Recentemente, è stato ritenuto che «dal confronto tra il tenore letterale della norma attualmente vigente e quello antecedente alla modifica apportata nel 2020, emerge con chiarezza che, se in precedenza l'intervento di demolizione e ricostruzione costituente ristrutturazione edilizia consentita richiedeva il rispetto della sagoma originaria solamente con riferimento agli "immobili sottoposti a vincoli ai sensi del D.Lgs. 22 gennaio 2004, n. 42", adesso, per effetto della novella, il medesimo intervento è qualificabile come ristrutturazione edilizia - a patto di mantenere inalterata non solamente la sagoma dell'edificio preesistente, ma anche prospetti, sedime e caratteristiche planivolumetriche e tipologiche dell'edificio preesistente e non siano previsti incrementi di volumetria - anche per tutti gli "immobili sottoposti a tutela ai sensi del codice dei beni culturali e del paesaggio, di cui al D.Lgs. 22 gennaio 2004, n. 42". In altri termini, lo scarto tra le due normative si apprezza proprio dal punto di vista dell'ambito materiale di applicazione del divieto di apportare, con interventi di demolizione e ricostruzione, alterazioni alla sagoma, ai prospetti e alle caratteristiche dell'edificio preesistente, divieto prima limitato solo agli immobili soggetti a vincoli e, per effetto della novella, adesso generalizzato a tutti gli immobili variamente soggetti a tutela ai sensi del Codice dei beni culturali» (Tar Lazio-Roma, 28 marzo 2022, n. 3488).

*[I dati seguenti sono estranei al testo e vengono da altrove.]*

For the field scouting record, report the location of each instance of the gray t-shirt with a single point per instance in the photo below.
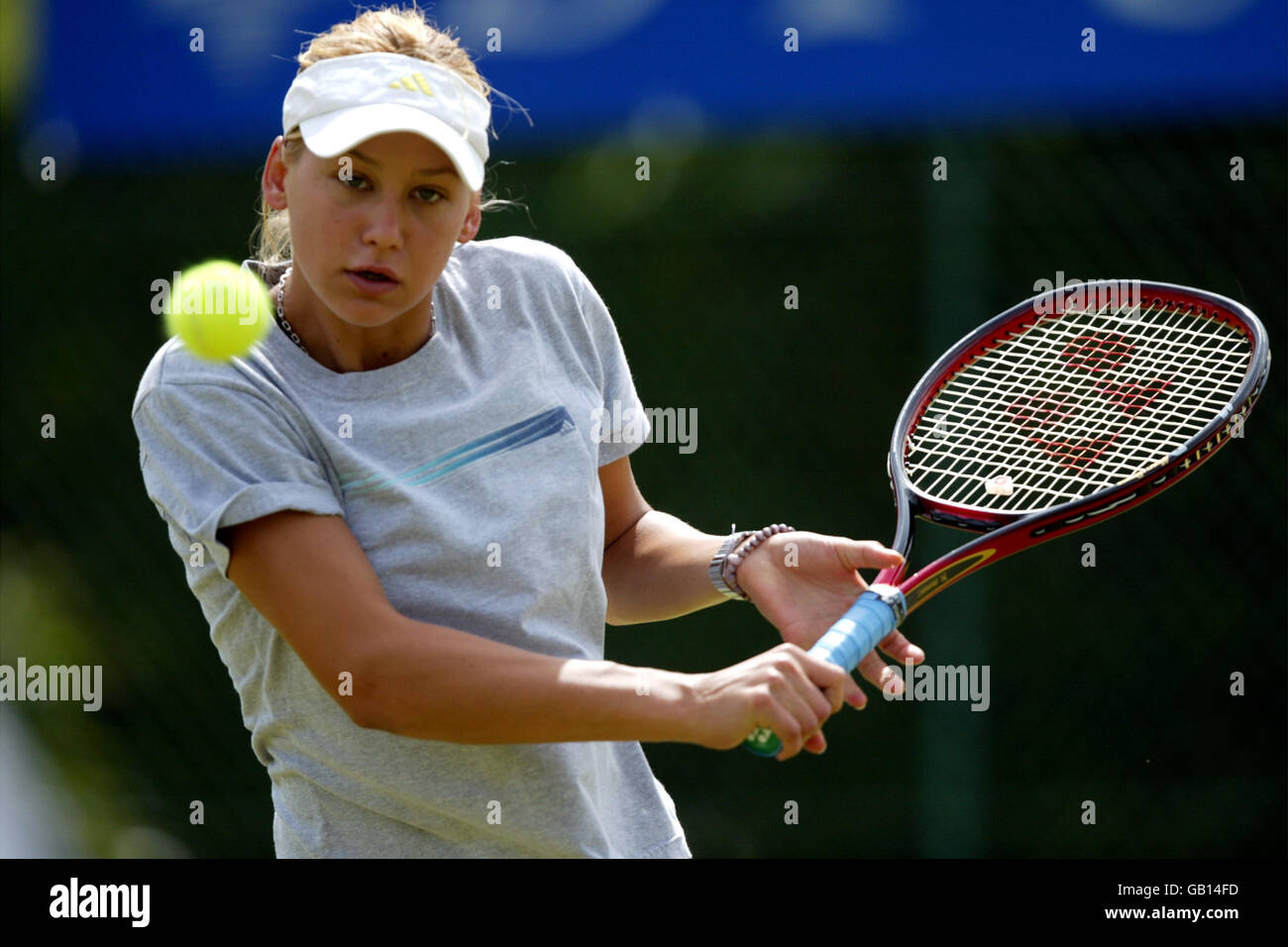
(487, 434)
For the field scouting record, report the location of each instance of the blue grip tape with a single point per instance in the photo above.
(875, 613)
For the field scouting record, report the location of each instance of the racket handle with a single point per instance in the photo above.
(874, 615)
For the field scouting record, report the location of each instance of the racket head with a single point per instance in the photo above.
(1057, 414)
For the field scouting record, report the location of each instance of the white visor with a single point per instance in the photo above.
(342, 102)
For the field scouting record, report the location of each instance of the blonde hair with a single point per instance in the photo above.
(384, 30)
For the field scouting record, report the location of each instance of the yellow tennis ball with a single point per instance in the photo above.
(219, 311)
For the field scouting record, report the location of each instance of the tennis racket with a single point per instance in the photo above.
(1061, 412)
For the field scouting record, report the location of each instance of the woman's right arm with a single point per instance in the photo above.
(309, 578)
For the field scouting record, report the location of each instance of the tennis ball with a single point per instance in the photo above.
(219, 311)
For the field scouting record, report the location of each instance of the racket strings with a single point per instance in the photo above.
(1074, 402)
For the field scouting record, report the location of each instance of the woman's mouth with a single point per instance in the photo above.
(372, 281)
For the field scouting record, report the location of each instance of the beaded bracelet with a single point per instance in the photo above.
(729, 574)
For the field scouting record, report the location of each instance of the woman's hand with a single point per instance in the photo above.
(803, 582)
(784, 688)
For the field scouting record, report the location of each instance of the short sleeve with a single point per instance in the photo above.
(214, 457)
(623, 424)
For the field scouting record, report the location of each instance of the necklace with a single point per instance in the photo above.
(281, 312)
(294, 335)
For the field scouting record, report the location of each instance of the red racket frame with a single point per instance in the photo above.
(1010, 532)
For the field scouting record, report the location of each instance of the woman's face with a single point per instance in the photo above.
(393, 201)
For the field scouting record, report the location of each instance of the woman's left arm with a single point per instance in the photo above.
(656, 569)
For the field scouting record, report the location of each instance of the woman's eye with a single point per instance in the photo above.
(428, 195)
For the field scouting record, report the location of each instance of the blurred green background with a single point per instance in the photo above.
(1108, 684)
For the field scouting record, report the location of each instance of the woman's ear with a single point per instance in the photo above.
(473, 221)
(274, 176)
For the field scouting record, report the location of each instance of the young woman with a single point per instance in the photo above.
(407, 525)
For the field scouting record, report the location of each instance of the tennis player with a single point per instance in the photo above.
(407, 514)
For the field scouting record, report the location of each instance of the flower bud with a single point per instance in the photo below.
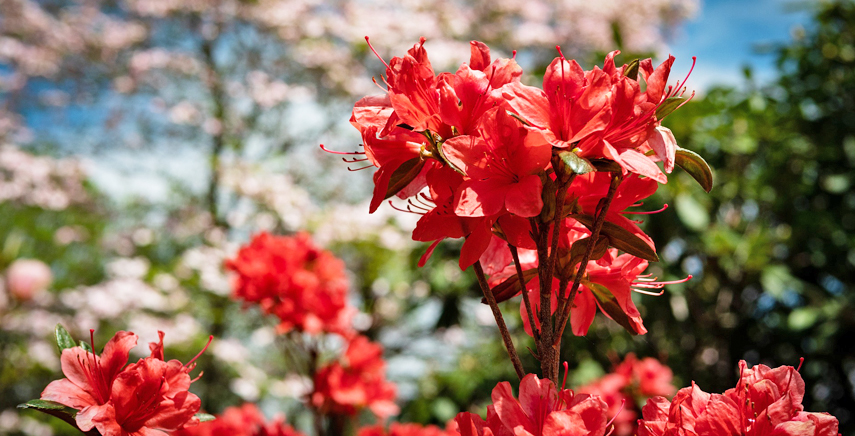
(548, 195)
(27, 277)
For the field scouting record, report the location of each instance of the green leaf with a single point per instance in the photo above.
(404, 175)
(47, 405)
(606, 165)
(511, 286)
(608, 303)
(696, 166)
(205, 417)
(669, 105)
(575, 163)
(63, 338)
(60, 411)
(621, 238)
(631, 69)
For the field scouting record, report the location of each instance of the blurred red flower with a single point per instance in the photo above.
(397, 429)
(542, 410)
(288, 276)
(356, 383)
(765, 402)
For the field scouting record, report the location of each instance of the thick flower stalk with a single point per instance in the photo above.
(517, 170)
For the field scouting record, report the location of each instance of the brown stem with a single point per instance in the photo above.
(500, 320)
(526, 300)
(547, 251)
(583, 265)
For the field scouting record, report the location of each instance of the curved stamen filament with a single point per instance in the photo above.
(210, 339)
(411, 203)
(407, 210)
(375, 51)
(324, 148)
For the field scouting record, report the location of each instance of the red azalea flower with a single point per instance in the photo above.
(147, 398)
(439, 221)
(570, 107)
(587, 190)
(618, 275)
(611, 388)
(542, 410)
(358, 382)
(89, 378)
(631, 381)
(765, 402)
(502, 167)
(412, 91)
(246, 420)
(474, 89)
(290, 277)
(647, 377)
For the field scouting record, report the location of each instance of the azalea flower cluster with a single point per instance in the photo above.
(306, 288)
(246, 420)
(288, 276)
(536, 180)
(357, 382)
(541, 410)
(397, 429)
(147, 397)
(629, 384)
(765, 402)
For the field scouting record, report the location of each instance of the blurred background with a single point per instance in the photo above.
(143, 141)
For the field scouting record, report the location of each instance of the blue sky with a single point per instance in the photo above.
(724, 34)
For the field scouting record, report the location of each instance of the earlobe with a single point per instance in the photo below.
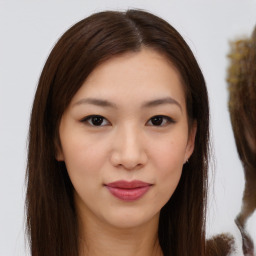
(59, 156)
(191, 141)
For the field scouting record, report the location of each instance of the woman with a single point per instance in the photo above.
(118, 142)
(242, 107)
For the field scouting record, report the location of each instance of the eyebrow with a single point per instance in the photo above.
(161, 101)
(148, 104)
(97, 102)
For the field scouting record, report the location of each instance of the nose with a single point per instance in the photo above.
(128, 149)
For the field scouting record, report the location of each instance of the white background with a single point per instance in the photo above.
(28, 31)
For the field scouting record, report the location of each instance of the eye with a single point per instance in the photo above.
(95, 120)
(160, 120)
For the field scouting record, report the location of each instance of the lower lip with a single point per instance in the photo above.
(126, 194)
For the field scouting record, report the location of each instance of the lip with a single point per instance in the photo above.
(128, 190)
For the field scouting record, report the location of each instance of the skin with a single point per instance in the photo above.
(127, 145)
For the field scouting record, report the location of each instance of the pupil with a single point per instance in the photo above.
(157, 120)
(97, 120)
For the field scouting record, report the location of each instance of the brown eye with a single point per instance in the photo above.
(160, 120)
(95, 120)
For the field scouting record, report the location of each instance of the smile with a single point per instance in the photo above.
(128, 190)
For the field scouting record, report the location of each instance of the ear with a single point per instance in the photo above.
(58, 151)
(191, 141)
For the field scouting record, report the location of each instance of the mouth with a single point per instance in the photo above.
(128, 190)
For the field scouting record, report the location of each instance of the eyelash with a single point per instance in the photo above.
(88, 119)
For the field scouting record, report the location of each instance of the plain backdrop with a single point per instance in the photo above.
(28, 32)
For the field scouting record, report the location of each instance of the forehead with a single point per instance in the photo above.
(134, 76)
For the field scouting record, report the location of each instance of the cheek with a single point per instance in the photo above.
(83, 158)
(169, 158)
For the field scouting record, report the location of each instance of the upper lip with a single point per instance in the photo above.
(128, 184)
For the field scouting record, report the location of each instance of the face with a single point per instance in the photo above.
(124, 139)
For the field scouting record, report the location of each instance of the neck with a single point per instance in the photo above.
(97, 239)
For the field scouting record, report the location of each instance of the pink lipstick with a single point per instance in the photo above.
(128, 190)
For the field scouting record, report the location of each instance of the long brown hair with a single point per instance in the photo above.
(51, 216)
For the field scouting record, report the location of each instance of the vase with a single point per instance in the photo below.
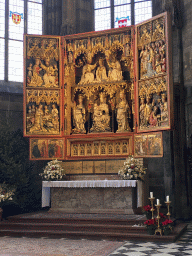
(150, 230)
(167, 231)
(148, 215)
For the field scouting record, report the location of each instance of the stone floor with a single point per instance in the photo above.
(10, 246)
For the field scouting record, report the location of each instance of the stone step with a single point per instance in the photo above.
(97, 234)
(71, 227)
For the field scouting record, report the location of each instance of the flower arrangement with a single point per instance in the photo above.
(132, 169)
(53, 171)
(147, 211)
(6, 193)
(167, 226)
(151, 225)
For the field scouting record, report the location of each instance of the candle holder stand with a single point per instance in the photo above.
(158, 230)
(168, 212)
(152, 208)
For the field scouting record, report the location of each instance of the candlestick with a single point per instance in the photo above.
(168, 213)
(158, 230)
(151, 198)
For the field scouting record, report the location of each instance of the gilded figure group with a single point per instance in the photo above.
(153, 59)
(101, 114)
(43, 119)
(44, 73)
(153, 112)
(97, 73)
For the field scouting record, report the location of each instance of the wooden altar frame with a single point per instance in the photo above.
(65, 97)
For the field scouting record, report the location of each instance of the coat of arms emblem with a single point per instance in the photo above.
(16, 17)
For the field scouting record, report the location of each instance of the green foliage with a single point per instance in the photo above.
(17, 170)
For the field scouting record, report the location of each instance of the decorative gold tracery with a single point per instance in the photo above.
(152, 86)
(47, 96)
(109, 88)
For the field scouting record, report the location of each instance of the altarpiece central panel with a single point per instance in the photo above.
(88, 95)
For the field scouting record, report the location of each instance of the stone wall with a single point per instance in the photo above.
(11, 109)
(94, 200)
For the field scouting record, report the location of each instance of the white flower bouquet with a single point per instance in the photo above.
(53, 171)
(132, 169)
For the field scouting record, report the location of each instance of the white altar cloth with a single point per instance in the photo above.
(46, 185)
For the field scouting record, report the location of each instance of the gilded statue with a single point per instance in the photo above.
(148, 110)
(36, 79)
(164, 109)
(154, 117)
(115, 72)
(87, 74)
(79, 116)
(123, 113)
(49, 76)
(43, 120)
(38, 121)
(150, 61)
(55, 118)
(143, 57)
(101, 118)
(142, 112)
(101, 74)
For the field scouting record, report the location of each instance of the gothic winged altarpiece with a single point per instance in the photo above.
(89, 96)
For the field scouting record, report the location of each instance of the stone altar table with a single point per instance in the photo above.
(93, 196)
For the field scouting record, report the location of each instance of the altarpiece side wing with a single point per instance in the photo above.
(42, 86)
(87, 95)
(154, 79)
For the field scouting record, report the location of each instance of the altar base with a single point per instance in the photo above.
(98, 196)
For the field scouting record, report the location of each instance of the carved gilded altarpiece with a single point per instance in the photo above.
(96, 90)
(154, 77)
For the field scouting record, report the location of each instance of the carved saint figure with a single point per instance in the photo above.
(36, 79)
(150, 62)
(101, 74)
(79, 116)
(148, 110)
(123, 112)
(115, 72)
(38, 123)
(87, 74)
(142, 112)
(101, 118)
(55, 117)
(153, 119)
(49, 76)
(143, 57)
(164, 109)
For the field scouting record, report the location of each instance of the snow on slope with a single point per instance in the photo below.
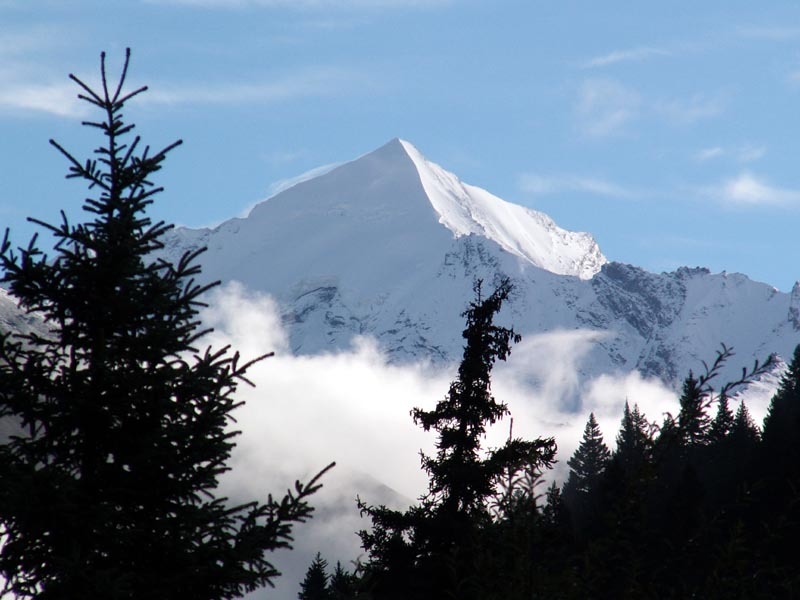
(388, 246)
(466, 209)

A quasi due anni di distanza, il Legislatore è tornato (solo in parte) sui propri passi e ha modificato (in maniera ancora troppo modesta) l'infelice previsione introdotta dall'articolo 10.1.b) del decreto legge n. 76 del 16 luglio 2020. Dall'entrata in vigore della legge di conversione, dunque, i soli immobili di interesse paesaggistico ex lege (sopra richiamati e di cui all'articolo 142) possono essere sottoposti, previo ottenimento del necessario titolo abilitativo (permesso di costruire o s.c.i.a. alternativa al permesso di costruire) e della necessaria autorizzazione paesaggistica, a ristrutturazione edilizia mediante demolizione e successiva ricostruzione, senza l'obbligo di mantenimento nemmeno della sagoma. Continuano, invece, ad essere classificati come nuova costruzione gli interventi di demolizione e ricostruzione che prevedano incrementi volumetrici o che possiedano sagoma, prospetti, sedime, caratteristiche planivolumetriche e tipologiche diversi rispetto all'immobile preesistente, inerenti a edifici soggetti a tutela ai sensi del citato d.lgs. 42/2004 (tra cui quelli gravati da vincolo culturale o da vincolo paesaggistico derivante da provvedimento dichiarativo del notevole interesse pubblico, ma, come visto, non da vincolo ex lege) e a edifici ricadenti nei centri storici (salvo che, per questi ultimi casi, norme di legge o degli strumenti urbanistici non prevedano diversamente).

Occorre, però, che il Legislatore renda semplice e percorribile la riqualificazione del parco immobiliare nazionale, perché non può esistere rigenerazione urbana senza demolizione del patrimonio edilizio vetusto, energivoro e ammalorato, anche (e, talvolta, soprattutto) nei centri storici. La scelta di rendere particolarmente complesso procedere alla riqualificazione degli immobili vincolati (nonché di quelli ricadenti nel centro storico) si rivela quindi ingiustificata, controproducente e contraria allo spirito del d.l. 76/2020 anche tenuto conto che i beni paesaggistici e culturali sono già adeguatamente tutelati dal procedimento autorizzativo per essi già specificatamente previsto.